In the Code of Professional Conduct, two precepts are particularly relevant. One is Precept 3, which requires that an actuary “shall ensure that Actuarial Services performed by or under the direction of the Actuary satisfy applicable standards of practice.” An actuary using AI tools would be well advised to treat their output as they would the work of a human subordinate who combines great efficiency with imperfect knowledge and judgment. The other is Precept 4, which states that an actuary “who issues an Actuarial Communication shall take appropriate steps to ensure that the Actuarial Communication is clear and appropriate to the circumstances and its intended audience, and satisfies applicable standards of practice.” AI tools have shown a remarkable ability to tailor the language of their responses to prompts that include some direction on that issue. However, because they are inanimate, they do not possess a reliable sense of nuance, of the particular sensitivities of those who read their output, or of their sophistication and ability to understand and act upon what they are told. Even technically correct output from an AI tool may require changes to address these considerations.
Finally, the AI tools that are so frequently in the news these days are known collectively as large language models. Actuaries using models are subject to the requirements of Actuarial Standard of Practice (ASOP) No. 56, Modeling.
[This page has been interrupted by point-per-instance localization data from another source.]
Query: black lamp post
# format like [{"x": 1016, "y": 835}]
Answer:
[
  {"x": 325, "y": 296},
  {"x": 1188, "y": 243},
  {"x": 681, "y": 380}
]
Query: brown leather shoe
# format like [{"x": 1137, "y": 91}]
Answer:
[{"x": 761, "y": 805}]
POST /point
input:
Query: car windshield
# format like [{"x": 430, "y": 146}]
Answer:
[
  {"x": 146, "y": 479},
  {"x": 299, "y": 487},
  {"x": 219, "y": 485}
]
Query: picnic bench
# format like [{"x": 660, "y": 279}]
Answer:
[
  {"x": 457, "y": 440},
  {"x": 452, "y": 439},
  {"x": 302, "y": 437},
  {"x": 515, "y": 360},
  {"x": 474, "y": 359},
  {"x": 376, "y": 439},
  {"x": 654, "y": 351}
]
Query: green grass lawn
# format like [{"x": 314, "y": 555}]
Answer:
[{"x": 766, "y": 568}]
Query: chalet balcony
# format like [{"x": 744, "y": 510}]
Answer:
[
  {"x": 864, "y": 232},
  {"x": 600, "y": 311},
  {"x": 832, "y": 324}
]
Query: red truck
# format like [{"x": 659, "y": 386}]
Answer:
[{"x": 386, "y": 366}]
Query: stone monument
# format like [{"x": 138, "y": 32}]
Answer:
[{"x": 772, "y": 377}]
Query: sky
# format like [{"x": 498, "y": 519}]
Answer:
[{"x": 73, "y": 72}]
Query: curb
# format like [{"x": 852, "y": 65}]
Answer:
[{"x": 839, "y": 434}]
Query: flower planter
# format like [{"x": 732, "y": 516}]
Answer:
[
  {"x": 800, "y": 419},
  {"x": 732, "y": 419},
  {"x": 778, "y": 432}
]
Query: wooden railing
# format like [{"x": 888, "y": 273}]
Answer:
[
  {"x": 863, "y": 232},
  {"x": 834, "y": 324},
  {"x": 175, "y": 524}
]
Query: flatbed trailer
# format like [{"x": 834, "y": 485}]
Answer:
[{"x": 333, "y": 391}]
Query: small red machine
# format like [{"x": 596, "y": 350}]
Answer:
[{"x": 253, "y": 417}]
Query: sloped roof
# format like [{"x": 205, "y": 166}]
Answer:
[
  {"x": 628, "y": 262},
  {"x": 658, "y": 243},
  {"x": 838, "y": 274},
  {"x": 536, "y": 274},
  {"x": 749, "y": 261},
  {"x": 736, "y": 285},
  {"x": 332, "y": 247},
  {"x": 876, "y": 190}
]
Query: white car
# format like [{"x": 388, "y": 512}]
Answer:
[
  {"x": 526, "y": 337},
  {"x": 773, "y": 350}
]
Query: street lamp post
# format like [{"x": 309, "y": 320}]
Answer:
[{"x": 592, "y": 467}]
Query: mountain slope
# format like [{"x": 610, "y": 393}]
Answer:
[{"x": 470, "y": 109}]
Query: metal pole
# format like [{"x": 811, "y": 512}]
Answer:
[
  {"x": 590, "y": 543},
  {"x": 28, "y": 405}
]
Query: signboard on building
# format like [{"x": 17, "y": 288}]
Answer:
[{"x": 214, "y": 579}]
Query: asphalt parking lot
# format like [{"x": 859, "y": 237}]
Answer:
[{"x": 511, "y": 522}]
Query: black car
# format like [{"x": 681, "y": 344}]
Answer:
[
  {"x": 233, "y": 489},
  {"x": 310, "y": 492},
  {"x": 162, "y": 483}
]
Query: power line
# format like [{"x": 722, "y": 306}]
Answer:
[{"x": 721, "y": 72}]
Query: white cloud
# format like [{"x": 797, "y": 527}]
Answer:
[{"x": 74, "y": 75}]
In the nomenclature of the ASOP, you are using a “model developed by others” if you utilize one of these tools in your work. This requires adherence to section 3.4 of the ASOP, which requires, among other things, that you make a reasonable attempt to understand how the model works and its “key strengths and limitations”—there is a lot in the press these days on these subjects. Additionally, section 4.1 requires that you disclose the extent of your reliance on such models in your reports.
Artificial intelligence is already changing, and will continue to change, how many professions work, and the actuarial profession will be no exception. By adhering to our professional standards while taking advantage of all they have to offer, we will deploy them to the maximum benefit of both ourselves and those who utilize our services.
DAVID L. DRISCOLL, MAAA, FSA, FCA, EA, is a past chairperson of the Actuarial Board for Counseling and Discipline.